Al igual que se puede viajar con el cine (léase ‘Hasta donde el cine nos lleve’, de Jesús Lens y Francisco J. Ortiz; Ultramarina), el cine puede enriquecer el viaje. Este verano tuve la suerte de escaparme por Europa. Y, de entre el puñado de rincones preciosos, monumentos eternos y personas maravillosas, hubo un sitio que nunca podré olvidar. Jamás. Bajo el humillante lema de “el trabajo os hará libres”, Auschwitz es espeluznante. Otear su horizonte es abrumador. La melancolía aún impregna cada piedra, cada grano de arena, cada fotografía colgada en la pared.

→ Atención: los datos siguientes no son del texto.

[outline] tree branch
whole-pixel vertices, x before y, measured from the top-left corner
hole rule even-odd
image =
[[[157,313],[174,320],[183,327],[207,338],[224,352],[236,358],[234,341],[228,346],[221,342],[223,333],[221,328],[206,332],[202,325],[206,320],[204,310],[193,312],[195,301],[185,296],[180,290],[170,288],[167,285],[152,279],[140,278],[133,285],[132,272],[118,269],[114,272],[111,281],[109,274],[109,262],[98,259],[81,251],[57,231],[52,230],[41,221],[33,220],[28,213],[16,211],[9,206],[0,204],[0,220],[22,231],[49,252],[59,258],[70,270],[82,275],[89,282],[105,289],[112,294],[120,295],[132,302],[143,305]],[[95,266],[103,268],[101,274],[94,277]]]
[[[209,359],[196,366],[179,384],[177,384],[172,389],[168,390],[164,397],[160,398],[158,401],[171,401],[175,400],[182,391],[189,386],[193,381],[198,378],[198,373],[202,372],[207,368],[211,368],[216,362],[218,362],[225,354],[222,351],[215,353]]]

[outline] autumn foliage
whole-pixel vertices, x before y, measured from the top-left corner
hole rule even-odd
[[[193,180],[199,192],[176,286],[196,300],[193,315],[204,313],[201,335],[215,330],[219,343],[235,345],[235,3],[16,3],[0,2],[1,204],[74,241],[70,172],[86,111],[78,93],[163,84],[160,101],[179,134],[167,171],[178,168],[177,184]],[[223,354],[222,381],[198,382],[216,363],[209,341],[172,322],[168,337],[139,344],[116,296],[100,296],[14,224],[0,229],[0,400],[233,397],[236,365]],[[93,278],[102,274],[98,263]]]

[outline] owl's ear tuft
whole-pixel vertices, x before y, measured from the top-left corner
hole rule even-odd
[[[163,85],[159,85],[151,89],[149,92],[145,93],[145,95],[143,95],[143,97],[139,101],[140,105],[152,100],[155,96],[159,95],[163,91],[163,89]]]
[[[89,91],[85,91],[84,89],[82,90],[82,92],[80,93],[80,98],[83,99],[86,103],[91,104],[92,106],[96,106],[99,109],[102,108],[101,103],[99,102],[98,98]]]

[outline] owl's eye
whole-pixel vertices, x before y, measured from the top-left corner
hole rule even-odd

Una de las zonas más sobrecogedoras es el crematorio. En mitad de un grupo de turistas desconcertados con nuestra propia raza, Steven Spielberg se hizo inevitable. El blanco y negro de ‘La lista de Schindler’ rodeó la habitación y nos convirtió en víctimas desnudas. Las paredes ahogaban. El techo caía sobre nosotros. La mera posibilidad de estar allí, rodeado de familiares y amigos, sospechando del aire que te da la vida, invitaba a orar. Dios.

Al volver a Cracovia cometí el error de odiar. De señalar con el dedo y afirmar: malditos alemanes, enfermos. Un par de noches después, en Praga, quiso la casualidad que se sentaran en nuestra mesa un grupo de estudiantes alemanes. Jóvenes, rondando la veintena. Charlamos un rato y, llegado el momento, como un resorte vital, les conté la experiencia en Auschwitz. Juro que jamás vi una expresión, un lamento, como el de sus miradas. Spielberg volvió para reprochar mi juicio anterior. “¿No has entendido nada?”